Each manager does not necessarily need to be a GPT chat bots themselves, since they have limited functionality. They do no designing. They simply pipe messages through chains of other managers, as well as close and open sub-sessions. So these do not need to cost in token transactions more than what they do when prompting a GPT model with a pre-defined prompt.

Update

I thought of more stuff. All parts of the source code should have a reference ID that can be identified from within the XML file that contains the work and conversation history of that particular module.

Code Testing Process:

If the code is one that needs to be compiled:

The "Dungeon Master," or root session's non-LLM chat-bot can attempt to compile a copy of the code within an environment that will not mess up the host machine's files, once all the spawned sessions have completed their jobs.
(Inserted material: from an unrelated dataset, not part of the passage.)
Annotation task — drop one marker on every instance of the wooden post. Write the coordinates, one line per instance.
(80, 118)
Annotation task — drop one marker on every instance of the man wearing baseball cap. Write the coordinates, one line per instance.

This would rely on instructions provided from prompting the designer chatbot on the command required to compile the code. (I have had GCC delete source code files due to some logical error I made in the C code itself.) Upon compilation failure, the ID number will be copied from the comment of the first section that the compiler identifies a problem with , the ID of the section before the identified failure point and/or the ID of the section(s) that call the section that the compiler identified the first problem with. All of this process can occur on a copy of the entire project. This process can repeat until the code compiles without error.

If the code is compiled, of if the code is a language that does not need to be compiled, is not doing the job it needs to do:

The program can notify the user that the program can now be tested, preferably in a VM. ChatDev can ask the user if the program works as expected. If yes, then the ChatDev program can just be closed. If no, then the user can tell it what did not work as expected, and ChatDev can respawn the designer session, ask it for the label of each task that may have errors that caused the stated problem, then spawn all of the associated high-level sessions, and ask these sessions which part of the pseudocode played a part in the stated problem, and repeat this as the sessions work all the way down to the sessions that need to redesign to address the stated problem.

Once finished, then the code testing process repeats until the user is satisfied with the software that ChatDev produced.